La droite n’a pas mis en évidence ce processus inéluctable, et la gauche ne semble pas avoir compris ses propres responsabilités dans la crise actuelle, elle persiste et signe dans l’erreur.

Les entreprises qui tirent leur épingle du jeu sont allées chercher la croissance là où elle se trouve dans le monde. Jamais les subventions ne résoudront les problèmes des exploitations en perte, ce en quoi trop de politiciens (ou politiciennes) croient encore.

Le dogmatisme politique donne, à la France, le label du pays le plus taxé, le moins attractif pour entreprendre. Tout le monde sait que la création de richesse au sein de la Nation vient de l’entreprise, avec la part de risque qu’assume l’entrepreneur.
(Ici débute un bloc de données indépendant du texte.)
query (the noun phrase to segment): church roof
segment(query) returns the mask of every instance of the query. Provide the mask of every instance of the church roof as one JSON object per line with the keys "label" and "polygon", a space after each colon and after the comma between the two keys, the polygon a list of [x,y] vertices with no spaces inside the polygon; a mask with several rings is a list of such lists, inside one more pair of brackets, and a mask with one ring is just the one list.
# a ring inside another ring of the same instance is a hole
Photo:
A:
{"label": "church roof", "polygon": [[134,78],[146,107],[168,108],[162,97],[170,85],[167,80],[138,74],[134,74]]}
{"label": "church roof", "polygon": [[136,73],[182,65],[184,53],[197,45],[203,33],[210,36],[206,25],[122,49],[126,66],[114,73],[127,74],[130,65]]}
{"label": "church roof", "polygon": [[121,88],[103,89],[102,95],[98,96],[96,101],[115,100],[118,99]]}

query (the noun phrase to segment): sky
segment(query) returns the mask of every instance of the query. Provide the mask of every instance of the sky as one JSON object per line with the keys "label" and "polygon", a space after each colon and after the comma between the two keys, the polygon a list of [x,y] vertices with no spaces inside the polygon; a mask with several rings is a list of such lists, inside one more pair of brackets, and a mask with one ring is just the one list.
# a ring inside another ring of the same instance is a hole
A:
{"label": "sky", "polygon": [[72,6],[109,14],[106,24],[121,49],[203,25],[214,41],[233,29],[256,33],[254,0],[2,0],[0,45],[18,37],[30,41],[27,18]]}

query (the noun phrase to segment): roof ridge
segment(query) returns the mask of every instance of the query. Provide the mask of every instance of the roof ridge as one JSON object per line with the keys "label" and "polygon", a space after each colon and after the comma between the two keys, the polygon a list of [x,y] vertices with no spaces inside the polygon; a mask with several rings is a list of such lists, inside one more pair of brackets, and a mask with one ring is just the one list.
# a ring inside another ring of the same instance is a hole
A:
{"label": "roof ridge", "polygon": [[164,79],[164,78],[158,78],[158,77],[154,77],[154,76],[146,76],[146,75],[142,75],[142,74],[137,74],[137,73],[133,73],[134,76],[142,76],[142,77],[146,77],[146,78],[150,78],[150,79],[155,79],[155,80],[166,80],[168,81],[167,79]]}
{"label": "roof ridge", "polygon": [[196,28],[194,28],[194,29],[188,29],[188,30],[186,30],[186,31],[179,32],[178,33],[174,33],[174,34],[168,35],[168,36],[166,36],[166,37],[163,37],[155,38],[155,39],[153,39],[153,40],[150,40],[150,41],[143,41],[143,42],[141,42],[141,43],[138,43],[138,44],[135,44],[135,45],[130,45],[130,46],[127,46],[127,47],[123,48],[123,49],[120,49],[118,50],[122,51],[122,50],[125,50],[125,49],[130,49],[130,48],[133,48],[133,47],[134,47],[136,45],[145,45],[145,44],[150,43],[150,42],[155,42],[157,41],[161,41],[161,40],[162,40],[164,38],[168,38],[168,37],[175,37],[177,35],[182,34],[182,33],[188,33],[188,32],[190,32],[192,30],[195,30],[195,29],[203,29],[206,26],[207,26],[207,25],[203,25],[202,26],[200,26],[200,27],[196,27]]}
Le premier ministre britannique, en déroulant le tapis rouge à nos entrepreneurs, ne plaisante pas. Il invite chez lui de ses vœux la création de richesse et offre les conditions propices aux créateurs.

Depuis 23 siècles, la pensée d’Aristote vaut aussi pour les dirigeants: «L’ignorant affirme, le savant doute, le sage réfléchit.»

Puisse la France se ressaisir, permettre aux entreprises de se développer et à la République de rester ce que le général de Gaulle voulait qu’elle demeure: «La souveraineté du peuple, l’appel de la liberté, l’espérance de la justice»!